Disclaimer: I am not a Neo4j expert, however, this article was written based on my experience with semantic triple building and with the help of ChatGPT and approved by me.
A recent article on LinkedIn argued that most graph databases — particularly Labeled Property Graphs (LPGs) — fall short of being “true knowledge graphs” because they lack native semantics or reasoning capabilities. RDF triple stores with OWL/RDFS ontologies were held up as the better choice for multi-hop inference, semantic consistency, and cross-domain integration.
This critique is certainly fair - but only partially. While LPGs don’t natively provide deductive reasoning, I’d argue they offer something equally valuable: pragmatism and control.

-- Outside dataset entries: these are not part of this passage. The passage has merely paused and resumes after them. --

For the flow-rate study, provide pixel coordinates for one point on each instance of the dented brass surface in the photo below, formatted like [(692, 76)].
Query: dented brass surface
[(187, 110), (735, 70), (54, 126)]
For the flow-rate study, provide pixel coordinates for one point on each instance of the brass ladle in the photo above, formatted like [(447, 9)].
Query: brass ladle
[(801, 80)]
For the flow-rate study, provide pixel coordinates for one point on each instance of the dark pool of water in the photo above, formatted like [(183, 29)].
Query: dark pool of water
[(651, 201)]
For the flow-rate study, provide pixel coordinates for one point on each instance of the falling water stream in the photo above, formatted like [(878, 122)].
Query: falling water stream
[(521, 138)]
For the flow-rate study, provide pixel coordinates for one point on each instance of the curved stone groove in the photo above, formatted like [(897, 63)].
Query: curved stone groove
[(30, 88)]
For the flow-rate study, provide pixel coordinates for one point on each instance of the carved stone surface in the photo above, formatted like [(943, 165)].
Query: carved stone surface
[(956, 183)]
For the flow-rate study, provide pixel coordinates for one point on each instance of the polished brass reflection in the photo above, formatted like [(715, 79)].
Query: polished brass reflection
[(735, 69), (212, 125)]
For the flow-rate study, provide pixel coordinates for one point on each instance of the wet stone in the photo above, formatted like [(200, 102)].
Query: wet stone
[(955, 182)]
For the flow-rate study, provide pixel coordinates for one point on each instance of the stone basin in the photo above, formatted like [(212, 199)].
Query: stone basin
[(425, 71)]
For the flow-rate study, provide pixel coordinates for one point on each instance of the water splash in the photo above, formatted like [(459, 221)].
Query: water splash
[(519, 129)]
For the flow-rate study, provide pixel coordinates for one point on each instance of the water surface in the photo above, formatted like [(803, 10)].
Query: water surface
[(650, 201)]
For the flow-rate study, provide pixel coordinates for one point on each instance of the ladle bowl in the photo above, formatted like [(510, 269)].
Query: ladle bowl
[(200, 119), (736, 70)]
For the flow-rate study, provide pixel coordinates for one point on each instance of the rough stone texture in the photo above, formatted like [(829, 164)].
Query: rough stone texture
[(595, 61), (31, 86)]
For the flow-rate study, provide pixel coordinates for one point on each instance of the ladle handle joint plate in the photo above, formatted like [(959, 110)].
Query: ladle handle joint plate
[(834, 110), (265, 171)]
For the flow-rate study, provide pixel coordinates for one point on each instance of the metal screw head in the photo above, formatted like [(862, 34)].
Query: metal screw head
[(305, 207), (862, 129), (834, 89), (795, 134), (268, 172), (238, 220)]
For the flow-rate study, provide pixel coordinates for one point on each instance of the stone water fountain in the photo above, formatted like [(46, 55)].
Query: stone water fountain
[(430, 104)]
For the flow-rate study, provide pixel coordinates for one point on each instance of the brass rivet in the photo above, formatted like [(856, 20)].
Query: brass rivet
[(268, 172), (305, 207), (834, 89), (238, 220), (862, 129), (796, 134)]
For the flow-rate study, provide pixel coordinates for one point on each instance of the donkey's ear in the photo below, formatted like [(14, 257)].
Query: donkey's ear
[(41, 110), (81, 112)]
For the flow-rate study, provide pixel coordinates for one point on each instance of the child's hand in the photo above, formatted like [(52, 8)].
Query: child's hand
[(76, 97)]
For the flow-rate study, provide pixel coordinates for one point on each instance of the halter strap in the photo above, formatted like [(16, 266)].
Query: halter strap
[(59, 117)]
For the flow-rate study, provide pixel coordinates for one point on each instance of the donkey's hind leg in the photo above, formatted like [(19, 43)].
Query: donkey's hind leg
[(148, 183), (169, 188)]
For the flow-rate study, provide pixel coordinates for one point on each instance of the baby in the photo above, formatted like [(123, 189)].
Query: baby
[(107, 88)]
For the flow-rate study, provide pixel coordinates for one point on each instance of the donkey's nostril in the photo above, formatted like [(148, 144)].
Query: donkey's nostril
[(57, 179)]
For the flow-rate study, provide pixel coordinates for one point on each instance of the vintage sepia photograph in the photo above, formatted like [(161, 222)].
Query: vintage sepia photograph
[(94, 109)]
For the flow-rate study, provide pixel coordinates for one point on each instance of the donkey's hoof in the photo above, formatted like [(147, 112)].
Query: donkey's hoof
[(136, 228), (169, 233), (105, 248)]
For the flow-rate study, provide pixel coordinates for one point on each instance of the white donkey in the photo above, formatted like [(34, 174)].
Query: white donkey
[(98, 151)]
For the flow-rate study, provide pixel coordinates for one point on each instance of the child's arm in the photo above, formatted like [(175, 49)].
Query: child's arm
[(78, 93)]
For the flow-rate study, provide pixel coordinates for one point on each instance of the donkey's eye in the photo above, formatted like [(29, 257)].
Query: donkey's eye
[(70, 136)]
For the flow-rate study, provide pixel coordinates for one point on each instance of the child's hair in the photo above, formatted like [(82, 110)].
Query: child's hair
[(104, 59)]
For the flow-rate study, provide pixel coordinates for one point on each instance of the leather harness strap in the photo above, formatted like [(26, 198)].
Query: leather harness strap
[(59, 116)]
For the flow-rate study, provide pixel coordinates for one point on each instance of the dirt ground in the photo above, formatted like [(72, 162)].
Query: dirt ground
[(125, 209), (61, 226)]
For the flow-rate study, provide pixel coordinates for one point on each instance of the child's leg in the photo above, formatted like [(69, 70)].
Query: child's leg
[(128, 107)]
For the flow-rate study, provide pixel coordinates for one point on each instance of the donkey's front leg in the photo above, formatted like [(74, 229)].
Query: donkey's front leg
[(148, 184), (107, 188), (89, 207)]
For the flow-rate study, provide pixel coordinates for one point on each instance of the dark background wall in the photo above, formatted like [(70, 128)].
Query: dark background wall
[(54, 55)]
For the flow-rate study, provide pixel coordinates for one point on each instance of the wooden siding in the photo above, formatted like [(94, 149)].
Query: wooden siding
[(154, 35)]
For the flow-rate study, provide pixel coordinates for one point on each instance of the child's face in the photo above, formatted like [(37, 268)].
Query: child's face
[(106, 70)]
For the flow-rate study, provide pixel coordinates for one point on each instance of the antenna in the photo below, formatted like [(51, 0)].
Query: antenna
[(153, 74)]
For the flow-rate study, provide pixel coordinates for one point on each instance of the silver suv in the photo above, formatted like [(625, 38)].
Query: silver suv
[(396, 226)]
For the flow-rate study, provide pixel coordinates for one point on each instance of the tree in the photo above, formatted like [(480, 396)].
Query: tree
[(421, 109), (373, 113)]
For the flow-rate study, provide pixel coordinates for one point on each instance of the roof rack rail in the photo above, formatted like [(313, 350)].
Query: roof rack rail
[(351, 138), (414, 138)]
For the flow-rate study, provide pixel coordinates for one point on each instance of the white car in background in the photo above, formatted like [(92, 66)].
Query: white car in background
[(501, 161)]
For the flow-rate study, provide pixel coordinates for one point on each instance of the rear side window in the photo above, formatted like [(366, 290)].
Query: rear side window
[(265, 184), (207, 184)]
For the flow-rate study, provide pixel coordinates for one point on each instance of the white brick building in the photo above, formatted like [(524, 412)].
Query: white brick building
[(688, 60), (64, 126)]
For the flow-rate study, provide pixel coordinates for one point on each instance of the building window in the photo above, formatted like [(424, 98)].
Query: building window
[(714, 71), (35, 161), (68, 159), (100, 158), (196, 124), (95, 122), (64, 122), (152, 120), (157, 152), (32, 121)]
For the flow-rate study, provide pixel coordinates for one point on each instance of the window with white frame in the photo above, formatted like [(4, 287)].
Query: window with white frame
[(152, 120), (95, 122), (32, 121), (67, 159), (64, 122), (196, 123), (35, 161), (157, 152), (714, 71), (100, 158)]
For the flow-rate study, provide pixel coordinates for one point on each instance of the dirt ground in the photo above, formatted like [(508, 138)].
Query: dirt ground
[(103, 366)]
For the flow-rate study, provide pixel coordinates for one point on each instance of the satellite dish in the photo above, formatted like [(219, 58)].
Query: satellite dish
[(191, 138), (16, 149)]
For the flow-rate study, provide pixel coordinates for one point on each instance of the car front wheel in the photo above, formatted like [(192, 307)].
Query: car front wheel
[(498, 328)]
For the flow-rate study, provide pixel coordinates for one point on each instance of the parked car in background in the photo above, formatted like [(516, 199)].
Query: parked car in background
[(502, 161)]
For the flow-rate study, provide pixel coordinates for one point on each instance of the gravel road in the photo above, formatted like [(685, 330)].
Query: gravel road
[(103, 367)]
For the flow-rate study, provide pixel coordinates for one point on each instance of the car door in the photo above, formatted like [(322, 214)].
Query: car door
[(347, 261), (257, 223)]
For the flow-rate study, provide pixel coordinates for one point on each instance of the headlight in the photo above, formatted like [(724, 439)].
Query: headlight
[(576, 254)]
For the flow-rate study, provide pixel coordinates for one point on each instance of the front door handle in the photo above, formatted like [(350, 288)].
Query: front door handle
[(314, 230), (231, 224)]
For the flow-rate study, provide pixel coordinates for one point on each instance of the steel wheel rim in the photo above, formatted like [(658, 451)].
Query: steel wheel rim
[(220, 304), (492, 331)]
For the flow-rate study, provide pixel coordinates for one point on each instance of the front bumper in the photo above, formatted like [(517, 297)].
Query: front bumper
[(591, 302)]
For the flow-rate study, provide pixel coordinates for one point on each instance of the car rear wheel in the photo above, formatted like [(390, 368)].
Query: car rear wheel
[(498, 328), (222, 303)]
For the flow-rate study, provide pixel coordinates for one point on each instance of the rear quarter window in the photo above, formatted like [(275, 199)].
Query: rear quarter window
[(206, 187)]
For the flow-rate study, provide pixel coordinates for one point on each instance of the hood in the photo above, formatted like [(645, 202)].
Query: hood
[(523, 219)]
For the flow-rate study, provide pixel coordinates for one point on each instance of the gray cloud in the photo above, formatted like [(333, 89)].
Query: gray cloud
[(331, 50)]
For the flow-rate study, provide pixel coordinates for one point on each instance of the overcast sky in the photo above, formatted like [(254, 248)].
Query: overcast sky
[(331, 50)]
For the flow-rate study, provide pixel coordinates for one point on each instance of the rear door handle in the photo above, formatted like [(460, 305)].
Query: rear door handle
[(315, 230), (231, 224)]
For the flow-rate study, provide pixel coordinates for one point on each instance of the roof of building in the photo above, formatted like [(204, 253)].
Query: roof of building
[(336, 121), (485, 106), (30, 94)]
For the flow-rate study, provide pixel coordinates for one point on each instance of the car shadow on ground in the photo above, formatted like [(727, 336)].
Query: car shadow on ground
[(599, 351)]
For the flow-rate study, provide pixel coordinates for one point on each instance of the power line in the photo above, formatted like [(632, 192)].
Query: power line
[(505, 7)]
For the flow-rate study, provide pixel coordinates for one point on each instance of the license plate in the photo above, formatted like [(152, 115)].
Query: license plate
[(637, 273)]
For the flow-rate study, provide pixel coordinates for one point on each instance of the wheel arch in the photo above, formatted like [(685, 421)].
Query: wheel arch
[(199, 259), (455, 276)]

1. Reasoning is not always deterministic
In the RDF/ontology world, inference is logical: either a fact follows from the ontology, or it doesn’t. But in many enterprise contexts, reasoning is better understood as weighted. Connections carry strength, frequency, or confidence — e.g., a pain is mentioned in 80% of interviews, or two concepts are semantically close but not identical. Here, control over semantic proximity and match strength matters as much as strict logic.
2. External reasoning + LPG is a powerful combo
My own approach is to run reasoning externally — where I can calibrate parameters like proximity, frequency, and confidence — and then import the resulting triples into Neo4j. This way, the LPG acts as a flexible, high-performance backbone while I retain control over the quality/volume trade-off of semantic matches. In other words: the LPG doesn’t need to do all the reasoning itself; it just needs to integrate the results cleanly.

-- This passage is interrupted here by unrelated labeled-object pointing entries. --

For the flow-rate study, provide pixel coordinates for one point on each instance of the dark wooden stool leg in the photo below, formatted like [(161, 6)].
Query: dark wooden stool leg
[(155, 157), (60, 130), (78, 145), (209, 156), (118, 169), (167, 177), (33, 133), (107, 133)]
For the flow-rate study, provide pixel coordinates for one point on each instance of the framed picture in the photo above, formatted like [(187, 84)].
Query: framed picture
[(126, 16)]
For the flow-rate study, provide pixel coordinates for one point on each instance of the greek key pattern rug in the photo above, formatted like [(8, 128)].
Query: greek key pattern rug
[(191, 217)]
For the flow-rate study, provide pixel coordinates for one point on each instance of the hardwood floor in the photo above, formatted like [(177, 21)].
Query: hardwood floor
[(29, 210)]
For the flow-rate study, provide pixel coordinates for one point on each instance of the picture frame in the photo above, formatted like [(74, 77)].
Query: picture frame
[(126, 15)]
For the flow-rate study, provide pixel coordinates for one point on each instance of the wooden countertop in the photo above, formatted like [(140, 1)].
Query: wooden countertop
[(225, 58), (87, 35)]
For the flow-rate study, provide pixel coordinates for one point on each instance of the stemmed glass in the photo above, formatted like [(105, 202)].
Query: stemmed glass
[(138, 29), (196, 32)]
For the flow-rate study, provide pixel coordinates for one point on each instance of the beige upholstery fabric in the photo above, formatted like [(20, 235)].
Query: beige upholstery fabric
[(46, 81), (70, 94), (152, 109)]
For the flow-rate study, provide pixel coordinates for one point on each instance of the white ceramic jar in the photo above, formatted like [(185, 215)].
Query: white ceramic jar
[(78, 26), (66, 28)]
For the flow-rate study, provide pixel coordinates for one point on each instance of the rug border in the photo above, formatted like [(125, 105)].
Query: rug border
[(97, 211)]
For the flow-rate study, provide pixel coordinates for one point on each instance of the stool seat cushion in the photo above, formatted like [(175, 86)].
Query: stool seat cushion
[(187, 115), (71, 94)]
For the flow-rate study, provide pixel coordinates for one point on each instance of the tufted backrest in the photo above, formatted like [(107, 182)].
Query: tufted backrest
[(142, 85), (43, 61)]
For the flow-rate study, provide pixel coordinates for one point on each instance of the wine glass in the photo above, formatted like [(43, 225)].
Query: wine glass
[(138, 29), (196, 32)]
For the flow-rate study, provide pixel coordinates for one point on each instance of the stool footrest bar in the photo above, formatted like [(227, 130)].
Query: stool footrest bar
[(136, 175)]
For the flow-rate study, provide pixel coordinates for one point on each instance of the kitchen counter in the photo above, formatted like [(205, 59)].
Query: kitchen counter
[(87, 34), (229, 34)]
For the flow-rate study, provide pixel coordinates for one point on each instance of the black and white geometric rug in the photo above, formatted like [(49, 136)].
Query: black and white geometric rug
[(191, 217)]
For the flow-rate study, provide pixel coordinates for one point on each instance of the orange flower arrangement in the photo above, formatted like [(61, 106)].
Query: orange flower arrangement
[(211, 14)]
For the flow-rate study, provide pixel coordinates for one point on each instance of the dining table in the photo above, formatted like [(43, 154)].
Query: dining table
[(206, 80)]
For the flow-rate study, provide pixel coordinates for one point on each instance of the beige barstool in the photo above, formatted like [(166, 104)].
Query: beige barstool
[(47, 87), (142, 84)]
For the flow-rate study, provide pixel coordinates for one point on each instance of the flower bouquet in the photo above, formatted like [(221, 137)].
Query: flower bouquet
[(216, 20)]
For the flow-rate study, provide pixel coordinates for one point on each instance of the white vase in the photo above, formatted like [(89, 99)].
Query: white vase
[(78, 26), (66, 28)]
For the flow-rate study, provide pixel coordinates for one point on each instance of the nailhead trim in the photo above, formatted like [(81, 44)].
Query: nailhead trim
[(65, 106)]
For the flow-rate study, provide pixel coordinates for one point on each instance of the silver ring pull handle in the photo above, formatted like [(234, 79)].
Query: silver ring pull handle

3. LPGs excel at agility and enterprise usability
Ontologies and reasoning engines are powerful, but they come with steep learning curves and performance trade-offs. Many enterprise teams don’t need full OWL inference on day one — they need a graph they can iterate on quickly, integrate with existing systems, and query in straightforward ways. Neo4j and other LPGs shine here: they let teams build working graphs fast, and enrich them semantically when the use case requires it.

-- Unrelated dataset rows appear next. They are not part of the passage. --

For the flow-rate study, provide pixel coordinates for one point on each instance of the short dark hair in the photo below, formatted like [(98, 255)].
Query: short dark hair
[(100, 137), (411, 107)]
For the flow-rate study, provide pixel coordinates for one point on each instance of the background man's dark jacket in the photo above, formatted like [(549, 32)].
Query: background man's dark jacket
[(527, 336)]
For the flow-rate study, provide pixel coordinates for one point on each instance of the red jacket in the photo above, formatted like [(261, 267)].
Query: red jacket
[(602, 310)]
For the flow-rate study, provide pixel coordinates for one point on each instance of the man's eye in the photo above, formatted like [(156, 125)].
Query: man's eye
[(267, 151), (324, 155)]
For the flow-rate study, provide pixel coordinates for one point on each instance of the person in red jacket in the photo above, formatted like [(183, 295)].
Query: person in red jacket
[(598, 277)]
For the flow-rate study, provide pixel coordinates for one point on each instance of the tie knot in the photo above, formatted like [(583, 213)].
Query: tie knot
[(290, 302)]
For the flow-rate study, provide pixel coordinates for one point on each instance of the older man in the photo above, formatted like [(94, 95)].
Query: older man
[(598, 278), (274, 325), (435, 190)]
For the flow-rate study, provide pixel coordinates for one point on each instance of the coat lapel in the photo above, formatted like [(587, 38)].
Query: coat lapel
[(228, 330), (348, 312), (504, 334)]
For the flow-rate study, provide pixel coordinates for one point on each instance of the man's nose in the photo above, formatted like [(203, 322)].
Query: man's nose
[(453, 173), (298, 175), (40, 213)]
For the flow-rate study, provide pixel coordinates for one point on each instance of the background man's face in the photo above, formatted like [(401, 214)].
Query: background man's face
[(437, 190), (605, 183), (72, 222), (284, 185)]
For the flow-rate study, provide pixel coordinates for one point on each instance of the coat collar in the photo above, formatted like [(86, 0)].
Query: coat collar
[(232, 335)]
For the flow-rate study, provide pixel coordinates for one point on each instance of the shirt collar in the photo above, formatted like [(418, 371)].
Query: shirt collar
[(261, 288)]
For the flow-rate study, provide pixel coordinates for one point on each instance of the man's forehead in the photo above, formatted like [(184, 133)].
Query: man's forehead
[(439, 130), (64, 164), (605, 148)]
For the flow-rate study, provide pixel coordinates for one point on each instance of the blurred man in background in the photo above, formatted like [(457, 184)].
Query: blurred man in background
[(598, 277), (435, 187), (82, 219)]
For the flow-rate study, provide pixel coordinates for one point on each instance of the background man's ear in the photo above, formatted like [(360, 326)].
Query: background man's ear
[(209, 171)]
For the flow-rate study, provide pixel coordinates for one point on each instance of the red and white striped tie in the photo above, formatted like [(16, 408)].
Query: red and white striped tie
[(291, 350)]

4. It’s not RDF vs. LPG — it’s about balance
The strongest approach is often hybrid. Use ontologies where consistency and reasoning are essential. Use LPGs where flexibility, performance, and developer adoption matter. And don’t forget that semantics can be introduced incrementally — as parameters, weights, and external enrichments — rather than as an all-or-nothing commitment to OWL/RDFS reasoning.
In short: LPGs may not have “native semantics,” but they do have the practical agility to model enterprise reality. Paired with external reasoning, they can deliver both speed and depth — without locking teams into one paradigm. For many of us, that balance is what makes them so powerful.